FEMA grant money paid for half the cost of Jensen's shelter. But there's so much demand for shelters in Tarrant County that its grant money is already gone.
Jensen said she couldn't understand why the federal government, state and counties can't get more of the funds to North Texans faster.
"Don't wait until it's all over and lives are lost, for God sake," she said. "Do it now. Help us."
The NCTCOG said it's working with the state and FEMA to try and speed up the process.
"The longer it takes for us to implement programs like this, the more opportunity we miss to make a difference," Thoerner said.
Meanwhile, the researchers at Texas Tech suggest that anyone looking for a shelter in the near future should not count on the government.
"I think that people should provide their own protection and not wait for a grant," said Ernie Kiesling, a professor at the Wind Science and Engineering Research Center.
Mike Owens, whose son was killed when a tornado struck their Van Alystne home, agreed.
"That's a no-brainer to me, to go ahead and do it," he said.
Owens' 14-year-old son, Colson, was hit by falling debris and buried under the remains of the house when a tornado struck May 9, 2006. He said he thinks about his son about 10 times per day.
"It's one of those things when you miss someone, you miss them.
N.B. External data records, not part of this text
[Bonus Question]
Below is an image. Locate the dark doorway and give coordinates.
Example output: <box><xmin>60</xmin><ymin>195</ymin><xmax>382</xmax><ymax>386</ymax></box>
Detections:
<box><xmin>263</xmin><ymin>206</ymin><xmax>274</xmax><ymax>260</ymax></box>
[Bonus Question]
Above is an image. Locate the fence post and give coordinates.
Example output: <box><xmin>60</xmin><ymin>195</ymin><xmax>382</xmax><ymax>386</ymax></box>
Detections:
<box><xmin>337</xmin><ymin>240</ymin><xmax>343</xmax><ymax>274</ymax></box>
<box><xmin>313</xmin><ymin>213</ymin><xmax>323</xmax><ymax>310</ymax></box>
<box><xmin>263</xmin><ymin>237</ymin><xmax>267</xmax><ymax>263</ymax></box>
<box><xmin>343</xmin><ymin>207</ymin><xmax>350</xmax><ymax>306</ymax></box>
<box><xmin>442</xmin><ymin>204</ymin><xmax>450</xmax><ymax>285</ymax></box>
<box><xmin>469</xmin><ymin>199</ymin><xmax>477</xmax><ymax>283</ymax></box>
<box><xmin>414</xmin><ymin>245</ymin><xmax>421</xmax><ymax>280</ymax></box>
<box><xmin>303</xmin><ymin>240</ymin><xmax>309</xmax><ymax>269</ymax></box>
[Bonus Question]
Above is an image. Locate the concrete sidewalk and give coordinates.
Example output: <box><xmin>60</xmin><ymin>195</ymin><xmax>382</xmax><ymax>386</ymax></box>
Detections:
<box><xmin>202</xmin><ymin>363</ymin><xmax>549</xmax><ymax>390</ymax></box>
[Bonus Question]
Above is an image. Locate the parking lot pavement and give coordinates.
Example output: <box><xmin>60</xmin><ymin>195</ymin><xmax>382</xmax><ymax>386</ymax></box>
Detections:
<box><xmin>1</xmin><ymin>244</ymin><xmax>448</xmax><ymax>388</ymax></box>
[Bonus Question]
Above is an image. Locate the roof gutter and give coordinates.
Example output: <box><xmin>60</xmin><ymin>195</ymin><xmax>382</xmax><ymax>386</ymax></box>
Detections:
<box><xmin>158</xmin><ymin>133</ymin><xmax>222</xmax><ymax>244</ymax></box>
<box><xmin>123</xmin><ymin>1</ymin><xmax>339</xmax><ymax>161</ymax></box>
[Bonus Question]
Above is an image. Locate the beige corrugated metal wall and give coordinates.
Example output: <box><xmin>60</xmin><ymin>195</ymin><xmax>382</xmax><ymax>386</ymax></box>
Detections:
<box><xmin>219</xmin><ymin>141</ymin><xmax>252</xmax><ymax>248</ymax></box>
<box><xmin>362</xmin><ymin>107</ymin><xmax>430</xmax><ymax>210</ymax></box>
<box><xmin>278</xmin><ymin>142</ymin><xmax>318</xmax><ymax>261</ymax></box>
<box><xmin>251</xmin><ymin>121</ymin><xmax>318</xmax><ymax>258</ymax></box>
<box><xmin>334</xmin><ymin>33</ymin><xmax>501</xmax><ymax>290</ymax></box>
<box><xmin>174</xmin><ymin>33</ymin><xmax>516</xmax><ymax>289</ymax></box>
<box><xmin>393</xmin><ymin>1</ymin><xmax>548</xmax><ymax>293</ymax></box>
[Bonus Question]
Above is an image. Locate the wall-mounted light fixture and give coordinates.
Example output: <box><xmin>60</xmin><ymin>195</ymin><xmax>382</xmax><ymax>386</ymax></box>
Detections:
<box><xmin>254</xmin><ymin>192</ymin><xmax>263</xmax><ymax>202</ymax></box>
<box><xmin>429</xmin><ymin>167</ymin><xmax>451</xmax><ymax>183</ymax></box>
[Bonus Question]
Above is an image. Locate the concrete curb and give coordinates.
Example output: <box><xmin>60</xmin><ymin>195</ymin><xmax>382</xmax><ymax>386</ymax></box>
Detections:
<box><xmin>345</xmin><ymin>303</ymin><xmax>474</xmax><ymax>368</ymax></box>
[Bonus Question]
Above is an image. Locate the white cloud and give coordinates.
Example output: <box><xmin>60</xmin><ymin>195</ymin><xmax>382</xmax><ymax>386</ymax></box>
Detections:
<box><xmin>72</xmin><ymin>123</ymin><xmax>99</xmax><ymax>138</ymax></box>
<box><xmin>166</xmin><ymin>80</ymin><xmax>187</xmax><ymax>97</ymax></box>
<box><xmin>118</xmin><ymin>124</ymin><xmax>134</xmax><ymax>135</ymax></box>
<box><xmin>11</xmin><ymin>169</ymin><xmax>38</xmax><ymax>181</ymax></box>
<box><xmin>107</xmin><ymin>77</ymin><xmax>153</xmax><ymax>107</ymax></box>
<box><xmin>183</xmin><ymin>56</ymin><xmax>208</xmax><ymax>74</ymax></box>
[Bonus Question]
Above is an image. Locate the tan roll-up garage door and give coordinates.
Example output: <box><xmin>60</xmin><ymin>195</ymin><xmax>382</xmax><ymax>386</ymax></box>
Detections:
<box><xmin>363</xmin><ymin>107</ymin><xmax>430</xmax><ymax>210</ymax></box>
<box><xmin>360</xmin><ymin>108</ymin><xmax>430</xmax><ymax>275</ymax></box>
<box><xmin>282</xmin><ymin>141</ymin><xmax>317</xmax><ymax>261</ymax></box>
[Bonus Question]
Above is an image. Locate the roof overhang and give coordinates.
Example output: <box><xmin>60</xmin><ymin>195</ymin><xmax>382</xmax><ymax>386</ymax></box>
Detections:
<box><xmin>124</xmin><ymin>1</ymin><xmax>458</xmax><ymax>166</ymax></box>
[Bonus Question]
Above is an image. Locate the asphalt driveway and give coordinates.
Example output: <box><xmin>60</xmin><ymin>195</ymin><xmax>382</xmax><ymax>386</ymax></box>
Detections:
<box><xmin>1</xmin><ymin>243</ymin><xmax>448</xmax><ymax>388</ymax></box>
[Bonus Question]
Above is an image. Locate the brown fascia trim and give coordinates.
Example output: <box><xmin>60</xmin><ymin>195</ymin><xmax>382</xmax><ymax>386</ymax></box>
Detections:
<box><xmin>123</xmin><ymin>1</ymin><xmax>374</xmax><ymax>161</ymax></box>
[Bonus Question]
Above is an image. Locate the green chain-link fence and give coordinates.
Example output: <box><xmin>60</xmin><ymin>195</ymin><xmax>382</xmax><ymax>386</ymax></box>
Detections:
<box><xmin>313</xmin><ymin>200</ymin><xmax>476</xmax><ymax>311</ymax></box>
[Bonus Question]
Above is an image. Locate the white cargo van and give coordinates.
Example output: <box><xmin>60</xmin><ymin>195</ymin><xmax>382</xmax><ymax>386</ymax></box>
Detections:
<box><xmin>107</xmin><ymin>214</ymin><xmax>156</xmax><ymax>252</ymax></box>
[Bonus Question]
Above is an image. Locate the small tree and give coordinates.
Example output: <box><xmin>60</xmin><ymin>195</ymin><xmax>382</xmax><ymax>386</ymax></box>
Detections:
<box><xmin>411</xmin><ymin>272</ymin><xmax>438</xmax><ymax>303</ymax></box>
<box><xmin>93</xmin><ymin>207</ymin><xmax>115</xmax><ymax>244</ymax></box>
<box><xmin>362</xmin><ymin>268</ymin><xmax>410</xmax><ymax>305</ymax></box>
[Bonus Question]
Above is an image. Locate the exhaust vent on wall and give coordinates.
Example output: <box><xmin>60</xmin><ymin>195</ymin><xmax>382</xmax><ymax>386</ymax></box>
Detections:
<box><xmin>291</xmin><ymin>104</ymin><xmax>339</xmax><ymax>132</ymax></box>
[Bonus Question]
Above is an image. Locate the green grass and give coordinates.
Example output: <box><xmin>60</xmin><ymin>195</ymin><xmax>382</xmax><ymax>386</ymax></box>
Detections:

It just doesn't go away," he said.
The Owens family built a new house on the same hill where the old one stood and installed a tornado shelter under the garage.
"We buried it basically 10 feet underground," Owens said.
He said his shelter, which cost less than $5,000 to construct, gives him peace of mind in a storm. He said his faith gives him peace for his son.
"We're greatly comforted, you know, to know that we will see him again," Owens said.